June 2019
International Rescue Committee
Contents
Our May meeting featured Chef Noor and owner of Noor Al Sham restaurant and members of the International Rescue Committee (IRC) in Salt Lake City. The presentation focused on the IRC’s work with refugees in the area and highlighted the Spice Kitchen Incubator program, which helps international refugees with food backgrounds to come to Salt Lake City and to make a living off those skills, whether it be opening a restaurant, a food truck or catering.

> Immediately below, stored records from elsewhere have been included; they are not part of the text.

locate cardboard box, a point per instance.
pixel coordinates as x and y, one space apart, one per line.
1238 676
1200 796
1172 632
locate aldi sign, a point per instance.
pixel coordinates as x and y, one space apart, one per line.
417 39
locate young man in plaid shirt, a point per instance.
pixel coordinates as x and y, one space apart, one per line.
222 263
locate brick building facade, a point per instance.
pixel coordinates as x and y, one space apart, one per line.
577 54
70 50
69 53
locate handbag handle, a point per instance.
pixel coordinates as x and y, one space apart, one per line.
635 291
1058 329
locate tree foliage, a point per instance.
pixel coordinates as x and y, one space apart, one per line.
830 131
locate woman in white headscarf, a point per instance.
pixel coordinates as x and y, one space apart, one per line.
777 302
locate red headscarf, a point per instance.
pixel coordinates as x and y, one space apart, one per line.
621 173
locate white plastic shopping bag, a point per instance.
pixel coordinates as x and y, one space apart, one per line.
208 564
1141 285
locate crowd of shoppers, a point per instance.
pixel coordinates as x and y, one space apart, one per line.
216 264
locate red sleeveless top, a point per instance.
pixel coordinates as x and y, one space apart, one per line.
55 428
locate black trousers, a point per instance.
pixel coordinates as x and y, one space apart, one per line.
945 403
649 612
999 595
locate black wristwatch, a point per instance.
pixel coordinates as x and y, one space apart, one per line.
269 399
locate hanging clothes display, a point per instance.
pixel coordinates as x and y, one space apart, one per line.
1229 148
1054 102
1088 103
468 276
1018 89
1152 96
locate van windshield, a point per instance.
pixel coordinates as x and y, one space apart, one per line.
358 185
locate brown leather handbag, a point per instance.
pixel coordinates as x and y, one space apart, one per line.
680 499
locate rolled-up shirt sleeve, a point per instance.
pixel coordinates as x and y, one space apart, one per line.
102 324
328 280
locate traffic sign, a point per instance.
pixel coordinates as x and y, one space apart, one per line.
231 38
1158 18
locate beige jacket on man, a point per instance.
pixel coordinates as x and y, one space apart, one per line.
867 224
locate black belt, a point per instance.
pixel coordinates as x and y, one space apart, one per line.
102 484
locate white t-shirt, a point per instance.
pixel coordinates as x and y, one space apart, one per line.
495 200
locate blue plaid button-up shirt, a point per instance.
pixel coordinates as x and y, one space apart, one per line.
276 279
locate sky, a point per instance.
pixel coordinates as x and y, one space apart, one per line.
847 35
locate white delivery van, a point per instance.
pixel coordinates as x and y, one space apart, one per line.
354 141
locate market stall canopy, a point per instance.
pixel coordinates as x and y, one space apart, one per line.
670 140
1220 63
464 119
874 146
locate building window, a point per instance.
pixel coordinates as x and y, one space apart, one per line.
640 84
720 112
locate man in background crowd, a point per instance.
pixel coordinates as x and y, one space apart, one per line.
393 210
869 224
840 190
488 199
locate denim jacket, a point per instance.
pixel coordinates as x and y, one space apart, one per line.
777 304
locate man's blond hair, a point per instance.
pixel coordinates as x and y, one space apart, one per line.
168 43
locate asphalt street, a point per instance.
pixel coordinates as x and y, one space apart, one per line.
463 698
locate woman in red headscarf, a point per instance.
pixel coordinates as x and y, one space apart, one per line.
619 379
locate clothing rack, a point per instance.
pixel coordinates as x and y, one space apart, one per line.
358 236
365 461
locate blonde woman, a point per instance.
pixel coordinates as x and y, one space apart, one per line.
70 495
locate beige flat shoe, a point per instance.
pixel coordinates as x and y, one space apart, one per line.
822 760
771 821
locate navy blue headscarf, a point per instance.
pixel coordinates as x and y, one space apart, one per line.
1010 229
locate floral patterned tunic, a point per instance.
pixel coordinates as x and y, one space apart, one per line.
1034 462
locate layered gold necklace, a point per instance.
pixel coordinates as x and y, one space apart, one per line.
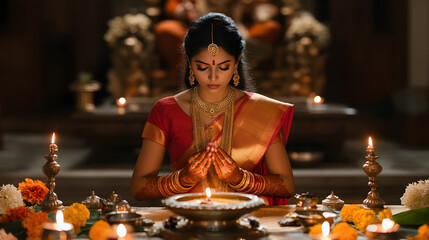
199 108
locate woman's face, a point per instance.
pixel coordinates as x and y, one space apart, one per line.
213 73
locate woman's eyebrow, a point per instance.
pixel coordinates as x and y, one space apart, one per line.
199 61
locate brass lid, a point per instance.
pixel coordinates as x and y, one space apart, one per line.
93 202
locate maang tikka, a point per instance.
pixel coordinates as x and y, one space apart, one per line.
213 48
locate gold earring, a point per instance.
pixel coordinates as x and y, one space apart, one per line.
236 78
191 77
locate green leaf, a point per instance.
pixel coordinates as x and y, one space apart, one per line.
413 217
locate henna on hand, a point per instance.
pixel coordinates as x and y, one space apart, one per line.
226 168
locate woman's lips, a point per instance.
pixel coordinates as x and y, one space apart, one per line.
212 86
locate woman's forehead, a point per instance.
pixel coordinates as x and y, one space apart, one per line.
205 56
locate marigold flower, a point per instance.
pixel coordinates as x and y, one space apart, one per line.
344 231
15 214
34 224
33 191
364 217
347 212
316 229
100 230
423 233
10 197
76 214
386 213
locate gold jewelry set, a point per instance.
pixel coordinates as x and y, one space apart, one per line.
169 185
213 49
201 108
250 183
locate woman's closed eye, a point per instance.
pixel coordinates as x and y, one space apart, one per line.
224 68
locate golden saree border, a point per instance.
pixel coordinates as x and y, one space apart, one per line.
254 129
154 133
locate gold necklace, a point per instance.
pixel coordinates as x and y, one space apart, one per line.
213 109
201 137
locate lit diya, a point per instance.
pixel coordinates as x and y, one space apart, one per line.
212 216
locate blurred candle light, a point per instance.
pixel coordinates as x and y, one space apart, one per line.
121 231
318 100
325 230
121 102
208 193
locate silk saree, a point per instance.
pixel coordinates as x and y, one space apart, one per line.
259 121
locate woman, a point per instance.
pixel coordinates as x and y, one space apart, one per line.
217 134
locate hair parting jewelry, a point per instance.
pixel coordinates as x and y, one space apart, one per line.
236 77
191 76
213 48
169 185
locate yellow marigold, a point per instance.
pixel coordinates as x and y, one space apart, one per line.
33 191
423 233
344 231
15 214
33 223
347 212
364 217
316 229
386 213
100 230
76 214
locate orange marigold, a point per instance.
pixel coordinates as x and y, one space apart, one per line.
100 230
363 218
34 224
33 191
347 212
15 214
344 231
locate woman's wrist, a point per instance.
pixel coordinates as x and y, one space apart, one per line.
182 180
236 181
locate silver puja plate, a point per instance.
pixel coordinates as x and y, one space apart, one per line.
215 219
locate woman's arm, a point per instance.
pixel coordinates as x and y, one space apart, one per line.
144 183
280 181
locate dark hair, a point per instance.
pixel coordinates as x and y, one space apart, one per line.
226 36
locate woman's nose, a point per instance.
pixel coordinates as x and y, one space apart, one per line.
212 74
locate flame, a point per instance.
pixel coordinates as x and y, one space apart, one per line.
317 99
325 228
387 224
121 101
121 230
60 218
208 193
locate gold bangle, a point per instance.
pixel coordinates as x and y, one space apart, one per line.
161 185
242 182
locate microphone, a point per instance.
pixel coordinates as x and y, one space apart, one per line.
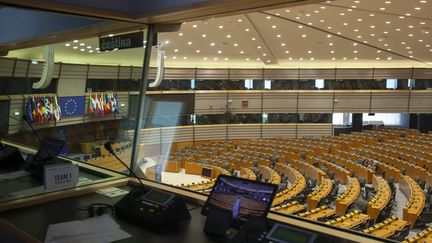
26 119
108 147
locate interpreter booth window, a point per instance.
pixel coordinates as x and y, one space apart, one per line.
207 84
13 85
315 118
351 84
282 118
421 84
386 119
210 119
284 84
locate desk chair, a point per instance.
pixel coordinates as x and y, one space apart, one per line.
401 234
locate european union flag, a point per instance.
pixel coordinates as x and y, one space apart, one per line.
72 106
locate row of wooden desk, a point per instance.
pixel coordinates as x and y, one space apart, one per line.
387 228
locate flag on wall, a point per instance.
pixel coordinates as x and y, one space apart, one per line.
42 108
72 105
103 104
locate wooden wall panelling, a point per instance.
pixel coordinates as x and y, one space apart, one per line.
236 74
315 101
242 131
279 130
252 97
389 101
356 101
420 101
210 132
7 67
280 101
210 102
314 130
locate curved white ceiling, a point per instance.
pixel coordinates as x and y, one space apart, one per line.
343 33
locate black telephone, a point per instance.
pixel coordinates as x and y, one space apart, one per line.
152 208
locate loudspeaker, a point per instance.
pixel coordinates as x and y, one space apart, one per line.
218 221
10 158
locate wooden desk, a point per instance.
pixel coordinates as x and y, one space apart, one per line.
389 229
381 199
323 191
348 197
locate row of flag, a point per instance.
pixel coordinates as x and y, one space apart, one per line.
46 108
41 109
103 104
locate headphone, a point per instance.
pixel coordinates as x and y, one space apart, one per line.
98 209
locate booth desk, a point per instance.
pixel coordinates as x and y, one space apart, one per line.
28 219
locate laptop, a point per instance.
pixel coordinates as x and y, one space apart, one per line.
46 154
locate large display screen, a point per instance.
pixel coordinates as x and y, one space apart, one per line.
244 198
285 234
157 197
49 149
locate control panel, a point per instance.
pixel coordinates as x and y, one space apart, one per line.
152 208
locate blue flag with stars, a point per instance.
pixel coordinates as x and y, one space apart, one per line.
72 106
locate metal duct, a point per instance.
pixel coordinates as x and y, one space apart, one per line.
48 69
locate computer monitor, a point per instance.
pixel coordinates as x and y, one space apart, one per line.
243 197
49 149
206 172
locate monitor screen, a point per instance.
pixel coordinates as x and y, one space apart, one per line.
206 172
157 197
243 197
285 234
49 149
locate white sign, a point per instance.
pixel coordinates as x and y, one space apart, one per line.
60 176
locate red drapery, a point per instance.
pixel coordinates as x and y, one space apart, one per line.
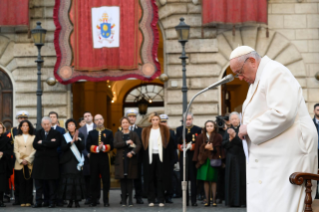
14 12
234 11
124 57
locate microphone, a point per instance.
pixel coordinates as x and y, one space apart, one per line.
225 80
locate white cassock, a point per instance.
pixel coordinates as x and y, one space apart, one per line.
282 139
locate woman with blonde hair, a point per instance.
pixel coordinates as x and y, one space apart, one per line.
157 156
24 153
5 161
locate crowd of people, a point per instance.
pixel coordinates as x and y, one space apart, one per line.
73 164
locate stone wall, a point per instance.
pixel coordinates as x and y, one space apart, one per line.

Successful programs all over the valley are up and running and support these entrepreneurial families in making their transition to America. Chef Noor afterwards treated us to on-site prepared Syrian baba ganouche and HoU provided a flavored fruit water bar. We had a great experience eating and empathizing with the refugee community by learning about the process and struggles they have had in trying to better their lives against tremendous odds and violence. You can order delicious international cuisine from a variety of countries and support the Spice Kitchen Incubator refugees at https://spicekitchenincubator.org
—Melanie Curtis
Vice President, HoU
Pride Celebration
June is LGBTQ+ Pride month and HOU participated in the Utah Pride parade as part of a secular alliance with our friends at Atheists of Utah and Sunday Assembly. There is indeed strength in numbers and the opportunity to band together to let over 100,000 people know that there exists in Utah a place for freethinkers, rationalists and do-gooders without God is invaluable. We had several people show up from our Facebook group and from the local HoU group to march in the parade, where we debuted our new Humanists of Utah t-shirts (purchase yours for only $20 at HoU meetings or at our Facebook group site). This cooperation reinforces the value of allies and community in promoting a philosophy and lifestyle that many people don’t understand yet by the word “humanism” and is a tradition that we plan to continue in the future.
—Melanie Curtis
Vice President, HoU
Chapter Direction
Humanists of Utah has had a very busy—yet exciting—last couple of months! This has been part of our 2019 goal for extending our reach in the community as well as offering a large variety of humanist subjects and interactions at our monthly meetups. We have worked to boost public awareness and appearances as well as grow our relationships with allies and other groups in the state and it is paying off. This mix has enabled us to interact with more people than ever before and meet potential HoU members as well as members of our Facebook group online. If you haven’t been to our monthly meetings in a while (or have never been to one), you will be surprised—come on out and socialize and learn with other humanists in northern Utah!
—Melanie Curtis
Vice President, HoU
Podcasts
Are you a fan of podcasts? I’m almost 100% podcasts on the daily commute these days. It’s so much more fun to listen to something specifically tailored to your interests (they’re also a great insomnia companion). Here are a few rock-solid favorites to check out.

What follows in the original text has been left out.